Thursday 5 March
By Rev Jack Holt
It began with Mary Jones, a 16 year old girl who walked 25 miles to obtain a Bible in her own Welsh language: the creation of The British and Foreign Bible Society. Out of the work of this body arose a larger number of Bible Societies including our own Scottish Bible Society. It became a founding member of the United Bible Societies, a fellowship of 146 Bible Societies at work in some 200 countries worldwide. The aim of these societies was – and remains - to translate the Bible into the spoken languages of the world; that the Word of God would be heard in their own native tongue.

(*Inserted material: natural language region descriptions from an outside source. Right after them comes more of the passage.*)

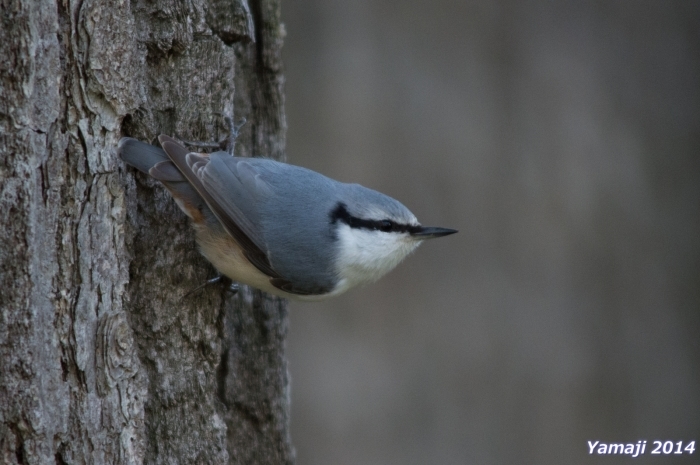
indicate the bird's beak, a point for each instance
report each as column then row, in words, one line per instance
column 422, row 233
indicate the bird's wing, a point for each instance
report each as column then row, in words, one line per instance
column 219, row 185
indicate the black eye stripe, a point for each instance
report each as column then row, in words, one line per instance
column 340, row 213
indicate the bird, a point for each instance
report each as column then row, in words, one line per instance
column 281, row 228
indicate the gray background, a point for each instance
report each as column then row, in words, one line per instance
column 563, row 140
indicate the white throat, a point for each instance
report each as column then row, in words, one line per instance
column 366, row 255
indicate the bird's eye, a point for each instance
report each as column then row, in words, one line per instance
column 385, row 225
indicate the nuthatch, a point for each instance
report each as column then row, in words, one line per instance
column 281, row 228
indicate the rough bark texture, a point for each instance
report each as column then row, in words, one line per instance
column 102, row 360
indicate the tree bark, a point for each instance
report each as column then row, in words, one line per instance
column 102, row 358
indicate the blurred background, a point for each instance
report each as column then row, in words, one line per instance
column 562, row 139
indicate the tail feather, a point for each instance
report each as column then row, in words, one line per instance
column 154, row 161
column 140, row 155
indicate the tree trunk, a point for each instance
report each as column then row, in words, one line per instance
column 102, row 358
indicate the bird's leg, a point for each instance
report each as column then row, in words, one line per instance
column 228, row 142
column 230, row 285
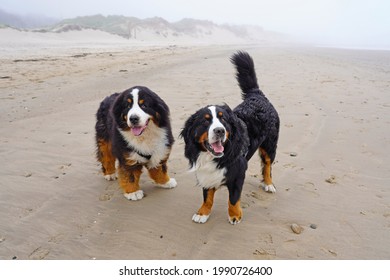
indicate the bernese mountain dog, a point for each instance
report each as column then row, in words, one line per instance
column 219, row 142
column 134, row 129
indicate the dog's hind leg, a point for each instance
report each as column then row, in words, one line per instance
column 106, row 158
column 267, row 174
column 204, row 211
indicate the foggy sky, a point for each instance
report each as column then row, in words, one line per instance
column 360, row 23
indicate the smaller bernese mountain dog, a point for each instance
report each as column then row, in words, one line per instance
column 219, row 142
column 133, row 127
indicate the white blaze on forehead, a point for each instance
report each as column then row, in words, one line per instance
column 136, row 110
column 214, row 124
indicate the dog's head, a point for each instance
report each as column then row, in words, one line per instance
column 136, row 107
column 215, row 130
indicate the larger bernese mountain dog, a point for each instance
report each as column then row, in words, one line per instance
column 133, row 127
column 219, row 142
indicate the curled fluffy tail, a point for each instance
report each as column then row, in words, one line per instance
column 246, row 74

But to follow an argument of the apostle Paul: how can they hear if they cannot read? The assumption is that if the Bible is translated into a language then it can be read; but as Christian Aid makes clear there are substantial numbers of people in the world who have no access to literacy.
Rev Jack Holt
Today the United Nations Educational, Scientific and Cultural Organization invite the nations of the world to celebrate the joy of reading and the pleasure of books. Many of us will use a Lenten book as a means of devotion and study, alongside a Bible, providing us with the lectionary of readings or themes to think about and discuss over the six weeks. As we read the words from the page or website, let us count our blessings for that simple gift still denied to so many.
World Book Day - Today we celebrate being able to read. But 781 million adults around the world lack basic literacy skills.
Give 5p for the number of books on your bookshelf that you haven’t read.